# Trolling motor for my kayak



## kayaklover (Apr 15, 2014)

I have heard a lot about trolling motors and planning to install one on my kayak. I just know of one site http://www.islandhopperoutboards.com/kayak-trolling-motors.html. Can anyone give me reviews for this site or suggest some other site for trollign motors.


----------



## 16983 (Sep 12, 2011)

If he doesn't pipe in, PM MichaelG on the forum, that's the motor he has.


----------



## ragsfisher (Oct 7, 2012)

BassYaks Motor Kits - Malibu Kayaks at Kayak Fishing Supplies
this is where i bought mine. love it. not just malibu but has listing most yaks


----------



## LiLBlue (Sep 4, 2013)

Do your own kit and save $$$. It's not hard at all. I just did both of my kayaks

Sent from my Note 3.


----------



## Katartizo (Dec 10, 2013)

LiLBlue said:


> Do your own kit and save $$$. It's not hard at all. I just did both of my kayaks
> 
> Sent from my Note 3.


I'd like to see what you have done!

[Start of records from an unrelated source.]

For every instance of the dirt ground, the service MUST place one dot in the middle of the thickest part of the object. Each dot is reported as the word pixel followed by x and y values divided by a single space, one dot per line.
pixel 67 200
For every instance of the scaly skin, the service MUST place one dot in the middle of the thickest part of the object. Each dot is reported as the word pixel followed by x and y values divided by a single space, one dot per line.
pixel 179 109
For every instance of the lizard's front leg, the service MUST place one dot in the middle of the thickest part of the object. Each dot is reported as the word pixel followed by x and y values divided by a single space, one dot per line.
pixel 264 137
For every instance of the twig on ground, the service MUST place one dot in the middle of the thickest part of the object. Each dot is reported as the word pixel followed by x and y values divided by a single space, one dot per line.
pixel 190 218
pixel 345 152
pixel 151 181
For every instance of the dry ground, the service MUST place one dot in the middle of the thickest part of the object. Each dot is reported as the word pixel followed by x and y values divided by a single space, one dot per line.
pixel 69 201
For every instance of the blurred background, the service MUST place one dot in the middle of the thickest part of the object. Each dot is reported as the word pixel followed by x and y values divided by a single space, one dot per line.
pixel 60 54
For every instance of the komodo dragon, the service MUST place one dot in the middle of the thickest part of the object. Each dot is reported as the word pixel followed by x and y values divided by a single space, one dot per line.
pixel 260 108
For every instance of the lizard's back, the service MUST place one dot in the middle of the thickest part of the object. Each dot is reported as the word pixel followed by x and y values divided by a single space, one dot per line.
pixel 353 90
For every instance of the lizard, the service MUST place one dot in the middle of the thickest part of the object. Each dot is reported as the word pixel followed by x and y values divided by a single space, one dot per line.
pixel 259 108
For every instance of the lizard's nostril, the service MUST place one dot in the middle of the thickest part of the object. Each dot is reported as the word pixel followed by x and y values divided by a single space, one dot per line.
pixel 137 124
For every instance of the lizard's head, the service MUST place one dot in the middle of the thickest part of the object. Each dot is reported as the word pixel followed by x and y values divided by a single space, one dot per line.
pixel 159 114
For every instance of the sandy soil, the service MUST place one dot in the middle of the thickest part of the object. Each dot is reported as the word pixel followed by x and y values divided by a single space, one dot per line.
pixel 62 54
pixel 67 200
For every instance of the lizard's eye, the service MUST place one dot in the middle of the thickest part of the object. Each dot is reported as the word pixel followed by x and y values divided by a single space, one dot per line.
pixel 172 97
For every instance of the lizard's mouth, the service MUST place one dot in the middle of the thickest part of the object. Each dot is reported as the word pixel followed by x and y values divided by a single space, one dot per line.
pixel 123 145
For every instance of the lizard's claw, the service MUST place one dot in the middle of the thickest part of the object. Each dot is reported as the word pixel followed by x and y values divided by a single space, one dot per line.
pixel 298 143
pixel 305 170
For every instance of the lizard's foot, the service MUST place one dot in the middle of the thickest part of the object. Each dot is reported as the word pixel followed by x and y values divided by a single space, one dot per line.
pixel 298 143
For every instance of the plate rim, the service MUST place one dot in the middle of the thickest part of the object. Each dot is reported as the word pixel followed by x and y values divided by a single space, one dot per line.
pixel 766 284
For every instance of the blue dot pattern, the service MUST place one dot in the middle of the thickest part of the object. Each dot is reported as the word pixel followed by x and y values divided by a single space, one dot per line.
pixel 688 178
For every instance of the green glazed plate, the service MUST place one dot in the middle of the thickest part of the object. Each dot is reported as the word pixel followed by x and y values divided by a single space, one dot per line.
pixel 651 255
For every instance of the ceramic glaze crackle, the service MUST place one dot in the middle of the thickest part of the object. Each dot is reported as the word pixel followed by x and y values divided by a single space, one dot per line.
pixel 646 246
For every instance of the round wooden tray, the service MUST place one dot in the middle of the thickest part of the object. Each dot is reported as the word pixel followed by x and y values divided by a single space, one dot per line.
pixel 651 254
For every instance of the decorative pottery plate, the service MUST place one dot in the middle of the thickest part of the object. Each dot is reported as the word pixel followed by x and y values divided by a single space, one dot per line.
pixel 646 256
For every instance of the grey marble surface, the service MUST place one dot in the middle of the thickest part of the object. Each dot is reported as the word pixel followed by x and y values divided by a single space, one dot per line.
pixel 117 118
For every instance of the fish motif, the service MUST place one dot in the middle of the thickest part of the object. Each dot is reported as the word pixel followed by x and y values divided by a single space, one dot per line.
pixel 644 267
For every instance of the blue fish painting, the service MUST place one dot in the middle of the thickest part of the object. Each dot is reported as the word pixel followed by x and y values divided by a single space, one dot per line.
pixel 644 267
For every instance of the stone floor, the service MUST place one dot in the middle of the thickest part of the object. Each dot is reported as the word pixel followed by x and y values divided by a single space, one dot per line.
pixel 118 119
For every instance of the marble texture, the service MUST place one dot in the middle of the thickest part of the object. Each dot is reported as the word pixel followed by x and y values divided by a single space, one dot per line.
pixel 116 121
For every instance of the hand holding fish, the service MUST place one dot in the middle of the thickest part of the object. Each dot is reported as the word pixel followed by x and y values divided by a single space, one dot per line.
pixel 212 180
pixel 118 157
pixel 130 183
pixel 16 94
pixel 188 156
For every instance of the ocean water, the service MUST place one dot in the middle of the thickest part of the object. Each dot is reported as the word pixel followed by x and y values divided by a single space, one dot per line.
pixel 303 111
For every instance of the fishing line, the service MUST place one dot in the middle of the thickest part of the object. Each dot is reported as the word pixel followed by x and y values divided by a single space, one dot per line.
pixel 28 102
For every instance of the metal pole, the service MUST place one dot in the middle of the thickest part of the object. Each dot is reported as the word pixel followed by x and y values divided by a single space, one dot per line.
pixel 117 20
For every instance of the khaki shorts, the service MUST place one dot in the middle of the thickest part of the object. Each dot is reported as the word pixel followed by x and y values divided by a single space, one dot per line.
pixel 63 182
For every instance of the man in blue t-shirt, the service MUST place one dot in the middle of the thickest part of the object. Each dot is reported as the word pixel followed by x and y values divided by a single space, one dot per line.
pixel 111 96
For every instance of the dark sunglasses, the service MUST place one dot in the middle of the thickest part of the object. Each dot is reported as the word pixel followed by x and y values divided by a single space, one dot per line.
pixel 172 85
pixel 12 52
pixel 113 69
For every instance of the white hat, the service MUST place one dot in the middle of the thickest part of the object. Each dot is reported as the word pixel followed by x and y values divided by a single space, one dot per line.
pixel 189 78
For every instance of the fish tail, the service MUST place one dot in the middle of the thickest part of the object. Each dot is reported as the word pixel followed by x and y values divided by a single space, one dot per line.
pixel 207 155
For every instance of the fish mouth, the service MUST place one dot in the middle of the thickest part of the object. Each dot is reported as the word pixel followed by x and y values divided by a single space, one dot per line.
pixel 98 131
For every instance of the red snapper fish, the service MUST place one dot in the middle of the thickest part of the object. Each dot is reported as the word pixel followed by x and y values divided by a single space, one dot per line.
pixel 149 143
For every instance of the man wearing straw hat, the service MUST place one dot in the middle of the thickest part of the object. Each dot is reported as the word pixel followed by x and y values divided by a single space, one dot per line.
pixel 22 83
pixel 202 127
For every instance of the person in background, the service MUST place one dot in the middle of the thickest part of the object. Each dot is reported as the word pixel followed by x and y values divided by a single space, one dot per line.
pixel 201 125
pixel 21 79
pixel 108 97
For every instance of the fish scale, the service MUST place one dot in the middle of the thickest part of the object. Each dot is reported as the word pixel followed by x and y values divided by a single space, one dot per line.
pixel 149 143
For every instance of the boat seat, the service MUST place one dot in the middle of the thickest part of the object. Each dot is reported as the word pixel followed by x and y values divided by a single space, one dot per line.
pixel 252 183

I'm thinking about adding trolling capabilities to my Mariner.
Thanks
Joe


----------



## LiLBlue (Sep 4, 2013)

Sent from my Note 3.


----------



## Katartizo (Dec 10, 2013)

Very ingenious! Good job. I will have to do a little different. I have a rudder. I can put the motor on fixed in one position and just need to be able to control speed and forward/backward.
Thanks for the picture LiL!
Joe


----------



## NoMoSurf (Oct 2, 2007)

Keep in mind that once you add a motor, your kayak becomes a "motorized vessel" and will need a registration sticker.


----------